Publié le par Arthémisia

 

http://www.nga.gov/feature/pollock/pollockautumn2.jpg

 

 

 

Le matin enfle calme et humide. Il ne pleuvra pas pourtant. La pluie ici est une latence.

Avec le jour, grandit ce qui ne doit pas. Quotidiennement.

 

Les volets s’ouvrent et tout recommence, les heures blanches et l’espace infini où, à la manière d’un dripping de POLLOCK, il faut vagabonder all over.

 

Le café sur la terrasse, se parfume à la ville.

 

L’aveugle, en face, ouvre sa fenêtre, se penche et respire le bruit de la rue : il pourrait bien sauter.

Mais non : il sait le Beau lui. Il sait l’Autre, il sait le dedans. Bien obligé…

 

On pourrait en effet croire qu’il suffit de fermer les yeux, d’être pantin du monde,  les poumons gonflés au désamour, et de peindre dans le cadre l’illusion d’un hors-champ ? La bonne blague ! Noyé, bats encore l’air de tes bras pinceautés ! La traversée est loin d’être terminée.

 

Ranger la tasse sale dans le lave-vaisselle.

Imprimer d’eau les fissures de son corps.

Il pleut.

 

C’est tous les jours comme ça.

 

 

Copyright © Arthémisia – Août 10

 

Avec : Jackson POLLOCK peignant

Photograph © 1999 Estate of Hans Namuth

 

 

Commenter cet article

immobile 02/09/2010 14:55



Superbe acte manqué ! 


 


y a un mec intéressant à voir... tu connais peut être  :http://objetsdeconscience.over-blog.com



Arthémisia 02/09/2010 20:25



Le jour suis parfois le jour....


Merci pour le lien.

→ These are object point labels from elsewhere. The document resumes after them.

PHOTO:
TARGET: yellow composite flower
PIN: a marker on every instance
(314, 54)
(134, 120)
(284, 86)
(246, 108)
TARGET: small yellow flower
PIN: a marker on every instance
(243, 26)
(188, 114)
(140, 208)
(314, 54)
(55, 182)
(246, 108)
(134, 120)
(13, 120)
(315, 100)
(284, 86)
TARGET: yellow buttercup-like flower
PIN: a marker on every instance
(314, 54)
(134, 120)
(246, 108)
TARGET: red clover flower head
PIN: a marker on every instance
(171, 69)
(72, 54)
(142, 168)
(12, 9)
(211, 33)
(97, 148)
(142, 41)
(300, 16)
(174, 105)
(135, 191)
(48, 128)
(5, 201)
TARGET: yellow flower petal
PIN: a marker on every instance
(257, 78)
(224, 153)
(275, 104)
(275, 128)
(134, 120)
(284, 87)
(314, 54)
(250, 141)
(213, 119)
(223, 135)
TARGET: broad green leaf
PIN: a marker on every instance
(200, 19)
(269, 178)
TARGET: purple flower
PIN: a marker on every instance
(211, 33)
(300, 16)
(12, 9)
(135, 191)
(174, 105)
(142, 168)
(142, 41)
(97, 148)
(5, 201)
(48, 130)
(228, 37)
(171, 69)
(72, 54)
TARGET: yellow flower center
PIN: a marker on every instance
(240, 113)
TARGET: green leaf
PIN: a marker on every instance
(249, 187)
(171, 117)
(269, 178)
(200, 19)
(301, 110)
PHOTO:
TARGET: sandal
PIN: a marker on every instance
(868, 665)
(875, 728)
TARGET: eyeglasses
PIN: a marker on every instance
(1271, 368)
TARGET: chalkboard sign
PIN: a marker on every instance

Je crois y avoir été  il y a longtemps. Je vais m'y balader car l'air y est très très parfumé.


 


Merci de ton passage chez moi immobile.La porte reste ouverte.



immobile 02/09/2010 14:46



oui! on crée tout le temps et on peut créer dans tous les sens ( je veux dire avec des pratiques différentes )


j'apprécie bcp ce que tu écris sur la créativité ....


et quant à Pollock même si sa vie a été ... ce qu'elle a été ... quand il a peint en une nuit " the wall " (je ne suis pas sur du titre!) pour Peggy Guggenheinm ( je ne suis pas sur de
l'orthographe non plus !)...il a changé en occident l'acte de peindre ... (ça, j'en suis sur...enfin ... peut être ...)


c'est pénible ces points de suspensions ...!



Arthémisia 02/09/2010 20:21



Bien sûr que l'expressionnisme américain à changer des choses; il s'agit surtout d'un nouveau rapport avec la surface, et bien sûr c'est le geste et donc
aussi la matière obtenue qui font question.


Voilà le neuf.



daniel 01/09/2010 16:29



"mes habitudes ! pas celles qu'on m'impose! celles que j'ai !"


c'est Tachan qui disait ça .... 


je veux dire par là qu'on refait toujours un peu la même toile même si parfois on avance à pas de géant dans et avec une toute petite touche de peinture ...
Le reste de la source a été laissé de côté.